N‐cadherin signaling stabilizes occludin tight junction via PI3K p110β signaling

The blood‐brain barrier (BBB) is a specialized microvasculature integral for brain tissue‐fluid homeostasis that is comprised of brain endothelial cells (BECs) and pericytes. Disruption of the BBB and subsequent vascular leakage of protein‐rich fluids is toxic to surrounding neurons and is an underlying risk factor in neurodegenerative disorders. BECs and pericytes form adhesions through the transmembrane protein Neural (N)‐cadherin. Although BEC‐pericyte interactions are critical for maintaining the BBB, the role of N‐cadherin adhesions in regulating the BBB remain unclear. Our previous work demonstrated that mutant mice lacking Cdh2 (N‐cadherin) in ECs or pericytes exhibited a size‐dependent increase in BBB permeability without affecting vessel or pericyte coverage. These findings raise the possibility that N‐cadherin junctions activate outside‐in signaling to strengthen the BBB. Analysis of tight junction (TJ) proteins occludin and claudins 1 and 5 in microvascular BECs of the cortex demonstrated a significant reduction in the accumulation of occludin, but not claudins, at TJs of KO mice. To delineate the signaling mechanism by which N‐cadherin adhesion‐mediated signaling regulates occludin TJs, we utilize biomimetic surfaces (Ncdh‐BioS) bearing covalently linked N‐cadherin extracellular domain to induce N‐cadherin adhesion in BEC monolayers in vitro . Consistent with our observations in mice, assembly of N‐cadherin junctions induced the accumulation of occludin and ZO1 at TJs in BEC monolayers.
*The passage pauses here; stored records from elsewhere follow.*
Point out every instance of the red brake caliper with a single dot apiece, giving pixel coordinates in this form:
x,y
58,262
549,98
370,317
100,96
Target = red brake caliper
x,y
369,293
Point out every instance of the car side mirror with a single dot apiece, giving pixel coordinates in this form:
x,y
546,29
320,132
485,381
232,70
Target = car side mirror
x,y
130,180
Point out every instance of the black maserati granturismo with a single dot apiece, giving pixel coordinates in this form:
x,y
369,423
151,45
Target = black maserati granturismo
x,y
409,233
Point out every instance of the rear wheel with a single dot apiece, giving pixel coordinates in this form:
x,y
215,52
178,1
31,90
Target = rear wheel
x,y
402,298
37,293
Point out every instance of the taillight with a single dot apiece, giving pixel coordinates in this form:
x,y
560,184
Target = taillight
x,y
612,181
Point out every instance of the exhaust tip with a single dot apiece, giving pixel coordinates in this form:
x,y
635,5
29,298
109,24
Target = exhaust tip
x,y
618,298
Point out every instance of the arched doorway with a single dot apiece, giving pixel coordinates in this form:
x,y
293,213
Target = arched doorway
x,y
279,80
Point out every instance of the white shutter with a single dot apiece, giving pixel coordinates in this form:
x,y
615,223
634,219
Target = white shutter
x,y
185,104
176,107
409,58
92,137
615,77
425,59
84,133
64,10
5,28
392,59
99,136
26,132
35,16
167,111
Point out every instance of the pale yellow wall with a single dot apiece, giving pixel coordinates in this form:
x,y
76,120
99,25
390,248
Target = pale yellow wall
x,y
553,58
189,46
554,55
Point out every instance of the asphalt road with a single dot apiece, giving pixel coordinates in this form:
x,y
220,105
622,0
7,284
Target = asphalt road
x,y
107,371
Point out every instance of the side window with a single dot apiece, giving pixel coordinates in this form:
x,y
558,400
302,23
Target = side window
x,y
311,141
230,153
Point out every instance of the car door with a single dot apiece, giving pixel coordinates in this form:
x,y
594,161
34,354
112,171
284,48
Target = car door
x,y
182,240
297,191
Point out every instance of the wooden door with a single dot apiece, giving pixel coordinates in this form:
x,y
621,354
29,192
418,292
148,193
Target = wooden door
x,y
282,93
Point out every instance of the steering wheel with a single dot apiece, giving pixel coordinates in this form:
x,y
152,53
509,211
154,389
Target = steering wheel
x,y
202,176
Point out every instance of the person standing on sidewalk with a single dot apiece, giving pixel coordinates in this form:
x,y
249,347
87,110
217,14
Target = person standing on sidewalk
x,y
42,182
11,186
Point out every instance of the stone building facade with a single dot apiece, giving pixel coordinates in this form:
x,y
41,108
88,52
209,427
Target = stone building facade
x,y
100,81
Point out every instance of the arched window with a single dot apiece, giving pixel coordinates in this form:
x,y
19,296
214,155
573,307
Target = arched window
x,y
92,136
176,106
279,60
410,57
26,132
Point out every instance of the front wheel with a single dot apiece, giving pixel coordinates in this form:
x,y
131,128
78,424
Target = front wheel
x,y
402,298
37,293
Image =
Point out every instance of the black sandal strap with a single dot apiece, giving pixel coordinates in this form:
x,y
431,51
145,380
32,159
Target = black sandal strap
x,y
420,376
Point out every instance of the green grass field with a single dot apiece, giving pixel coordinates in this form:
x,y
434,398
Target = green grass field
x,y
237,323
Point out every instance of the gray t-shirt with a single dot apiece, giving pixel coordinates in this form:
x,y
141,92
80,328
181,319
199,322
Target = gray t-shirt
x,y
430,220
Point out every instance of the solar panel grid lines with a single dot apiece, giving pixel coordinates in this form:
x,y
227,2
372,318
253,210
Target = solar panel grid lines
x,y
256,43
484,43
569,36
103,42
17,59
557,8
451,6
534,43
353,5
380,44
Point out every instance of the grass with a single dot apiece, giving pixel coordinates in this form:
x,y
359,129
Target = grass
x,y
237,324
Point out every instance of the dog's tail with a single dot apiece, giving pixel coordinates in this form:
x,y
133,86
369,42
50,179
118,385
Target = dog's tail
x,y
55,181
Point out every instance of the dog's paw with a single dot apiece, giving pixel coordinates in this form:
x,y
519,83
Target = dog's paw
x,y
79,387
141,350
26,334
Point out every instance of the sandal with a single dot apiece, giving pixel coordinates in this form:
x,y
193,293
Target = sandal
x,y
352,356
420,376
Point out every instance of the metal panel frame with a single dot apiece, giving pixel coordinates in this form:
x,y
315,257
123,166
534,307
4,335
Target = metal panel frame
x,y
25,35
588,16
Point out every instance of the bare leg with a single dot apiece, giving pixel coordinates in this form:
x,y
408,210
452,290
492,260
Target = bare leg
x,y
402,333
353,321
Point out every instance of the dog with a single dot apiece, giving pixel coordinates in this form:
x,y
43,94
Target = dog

Depletion of N‐cadherin reversed these events, suggesting that N‐cadherin adhesion‐induced signaling assembles or stabilizes occludin TJs. Analysis of occludin‐Dendra 2 kinetics revealed decreased internalization rates of occludin from TJs in BECs grown on Ncdh‐BioS as compared to collagen, suggesting that N‐cadherin signaling stabilized occludin TJs. Furthermore, formation of N‐cadherin adhesion complexes led to activation of phosphoinositide 3‐kinase (PI3K) signaling as evidenced by the spatial redistribution of Akt to the plasma membrane as well as Akt phosphorylation. Pharmacological inhibition of class I PI3K with Copanlisib or depletion of PI3K p110β, but not of other PI3K catalytic isoforms, abolished Akt activation and increased the rate of occludin internalization from TJs in BECs grown on Ncdh‐BioS. Cumulatively, these data demonstrates that N‐cadherin outside‐in signaling strengthens the BBB by stabilizing occludin TJs through PI3K p110β signaling.